Friday, May 06, 2016


For a large part of my career in painting, I've done few preliminary paintings in preparation for larger works. Over the years I've done studies like notans, drawn compositional and layout preparations with charcoal or graphite, and sometimes I've done studies of individual items. But I haven't done many preliminary color studies in oil or any other medium. Lately though I've done a few, and it's interesting to compare them with the larger, finished work they helped me prepare for. So here are a couple of recent instances where I used studies before starting the final painting.

This is an 8x10 sketch in oil for the larger painting below. It took perhaps 90 minutes, start to finish, and was done from personal references and online images, with considerable invention. This was painted as a daylight scene, but in the larger-scale work, it becomes a night street.

As you can see, this painting, which is 24x18, is considerably different. It's darker and cooler in palette, butr the red over the windows still pops. The figures are smaller in relation to the much bigger windows, and there are more figures as well. The interior of the brewing operation is a bit more distinct. And the larger painting is considerably more "finished"--not so loosely executed.

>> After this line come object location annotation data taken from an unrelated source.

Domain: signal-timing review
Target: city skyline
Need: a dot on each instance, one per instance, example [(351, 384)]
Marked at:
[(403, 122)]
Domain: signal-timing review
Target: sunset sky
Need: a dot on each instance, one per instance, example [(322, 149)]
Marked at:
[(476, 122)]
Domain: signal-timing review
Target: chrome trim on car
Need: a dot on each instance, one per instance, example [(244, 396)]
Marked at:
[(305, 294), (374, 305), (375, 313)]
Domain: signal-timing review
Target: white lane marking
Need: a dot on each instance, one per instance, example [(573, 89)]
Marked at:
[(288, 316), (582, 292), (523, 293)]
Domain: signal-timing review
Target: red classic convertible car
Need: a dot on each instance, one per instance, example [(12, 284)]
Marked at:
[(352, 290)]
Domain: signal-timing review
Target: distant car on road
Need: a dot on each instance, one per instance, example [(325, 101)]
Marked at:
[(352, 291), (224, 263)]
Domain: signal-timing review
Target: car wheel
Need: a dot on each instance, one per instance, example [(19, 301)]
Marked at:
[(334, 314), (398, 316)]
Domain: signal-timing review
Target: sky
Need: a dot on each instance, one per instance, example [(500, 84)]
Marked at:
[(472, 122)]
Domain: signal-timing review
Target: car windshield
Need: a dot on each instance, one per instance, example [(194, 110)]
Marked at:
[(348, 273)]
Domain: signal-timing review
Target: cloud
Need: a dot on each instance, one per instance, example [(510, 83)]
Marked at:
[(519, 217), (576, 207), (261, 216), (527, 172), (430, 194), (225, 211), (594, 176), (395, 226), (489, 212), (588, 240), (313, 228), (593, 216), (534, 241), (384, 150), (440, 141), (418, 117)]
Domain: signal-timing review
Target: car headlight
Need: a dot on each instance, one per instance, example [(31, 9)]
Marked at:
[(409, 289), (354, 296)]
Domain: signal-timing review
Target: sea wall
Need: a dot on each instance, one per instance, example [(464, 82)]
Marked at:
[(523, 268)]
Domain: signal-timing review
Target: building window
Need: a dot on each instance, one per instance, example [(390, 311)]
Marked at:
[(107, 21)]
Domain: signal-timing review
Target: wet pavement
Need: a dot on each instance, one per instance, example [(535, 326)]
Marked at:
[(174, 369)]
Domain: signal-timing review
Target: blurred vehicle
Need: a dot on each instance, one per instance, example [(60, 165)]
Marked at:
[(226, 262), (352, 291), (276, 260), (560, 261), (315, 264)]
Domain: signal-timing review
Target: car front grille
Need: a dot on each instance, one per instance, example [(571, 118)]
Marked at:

To the left is another small, quickly-done sketch, this time from an online reference. The two establishments are on a street in the city that's full of clubs and bars where people often hang out Friday nights and weekends. The scene is considerably different from the study, though. For one thing the place on the right was quite a lot bigger, and is no longer there. This is another 8x10 study, probably an hour's work.

And here is the larger work, based on the study above. It's 12x16 on panel, and clearly is considerably different from the small study. The yellow, rolled up umbrellas are gone, and the sign on the restaurant to the left is much brighter. Also, the awnings on the place to the right were actually quite dark, which is absent in both the study and the final image.

Seems to me that you can do studies either as very controlled, very outcome-oriented images intended to be a kind of dress rehearsal for the final painting, or you can do them as ways to experiment with color and sometimes even composition without necessarily committing to an actual final picture until you have the bigger support on the easel. Either way is probably useful; the second way seems more so, or at least more spontaneous and less mechanical.